Mohon tunggu...
Sry Lestari Samosir
Sry Lestari Samosir Mohon Tunggu... Editor -

I'm a simply girl

Selanjutnya

Tutup

Inovasi

Merevitalisasi Nilai-Nilai Kearifan Lokal dalam menjaga Lingkungan Hutan Pakpak Bharat

25 September 2015   08:42 Diperbarui: 25 September 2015   09:18 701
+
Laporkan Konten
Laporkan Akun
Kompasiana adalah platform blog. Konten ini menjadi tanggung jawab bloger dan tidak mewakili pandangan redaksi Kompas.
Lihat foto
Bagikan ide kreativitasmu dalam bentuk konten di Kompasiana | Sumber gambar: Freepik

            Pakpak merupakan suatu kelompok suku bangsa yang terdapat di Sumatera Utara. Secara tradisional wilayah komunitasnya disebut tanoh Pakpak. Tanoh Pakpak terbagi atas sub wilayah yakni: Simsim, Keppas, Pegagan (Kab Dairi), Kelasen (Kec. Parlilitan – Humbahas) dan Kec. Manduamas (Tapteng) Serta Boang (Aceh Singkel). Dalam administratif di 5 Kabupaten, yakni: Kab Pakpak Bharat, Kab Dairi, Kab Humbang Hassundutan, Kab Tapanuli Tengah (Sumatera Utara) dan Kab Singkel (NAD).

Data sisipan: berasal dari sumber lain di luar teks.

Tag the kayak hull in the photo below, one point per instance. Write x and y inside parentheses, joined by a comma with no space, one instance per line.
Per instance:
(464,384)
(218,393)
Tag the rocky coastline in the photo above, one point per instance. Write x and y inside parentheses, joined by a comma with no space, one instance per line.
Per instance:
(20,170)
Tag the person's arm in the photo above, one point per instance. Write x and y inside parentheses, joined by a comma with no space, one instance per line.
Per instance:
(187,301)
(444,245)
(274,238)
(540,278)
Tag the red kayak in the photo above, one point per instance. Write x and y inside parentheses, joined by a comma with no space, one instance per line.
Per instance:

            Masyarakat adat Pakpak memiliki sejumlah nilai budaya, pengetahuan, aturan, kepercayaan, tabu, sanksi, upacara dan perilaku budaya yang arif dalam pengelolaan lingkungan. Kearifan dalam konservasi alam tersebut terjadi dalam berhubungan dengan alam. Ada yang disadari dan ada pula yang tidak disadari oleh masyarakat Pakpak yang terkandung dalam sejumlah nilai, aturan, tabu dan upacara terutama kegiatan yang berhubungan langsung dengan alam seperti dalam sistem ladang berpindah, mencari damar, berburu, dan meramu dan pengelolaan hutan kemenyaan.

        Selain itu berhubungan dengan kepercayaan tradisional di setiap lebih dan kuta ditemukan atau dikenal adanya area-area yang pantang untuk di ganggu unsur biotik dan abiotik yang ada di dalamnya karena dianggap mempunyai kekuatan gaib antara lain: rabag, gua, daerah pinggiran sungai dan jenis-jenis pohon dan binatang tertentu yang dianggap memiliki mana. Jenis tumbuhan tersebut misalnya pohon ara, Simbernaik (sejenis pohon penyubur tanah)

        Jenis binatang yang jarang diganggu misalnya monyet, kera dan harimau. Pada awalnya tempat-tempat tersebut dijadikan sebagai tempat persembahan terhadap kekuatan gaib namun saat ini walaupun umumnya mereka telah menganut agama-agama besar seperti Islam dan Kristen, tetap dianggap keramat dan mempunyai kekuatan sehingga kalau diganggu dapat berakibat terhadap keselamatan baik secara langsung maupun tidak langsung (Berutu, 1994; 1996; 1997;1998; 1999)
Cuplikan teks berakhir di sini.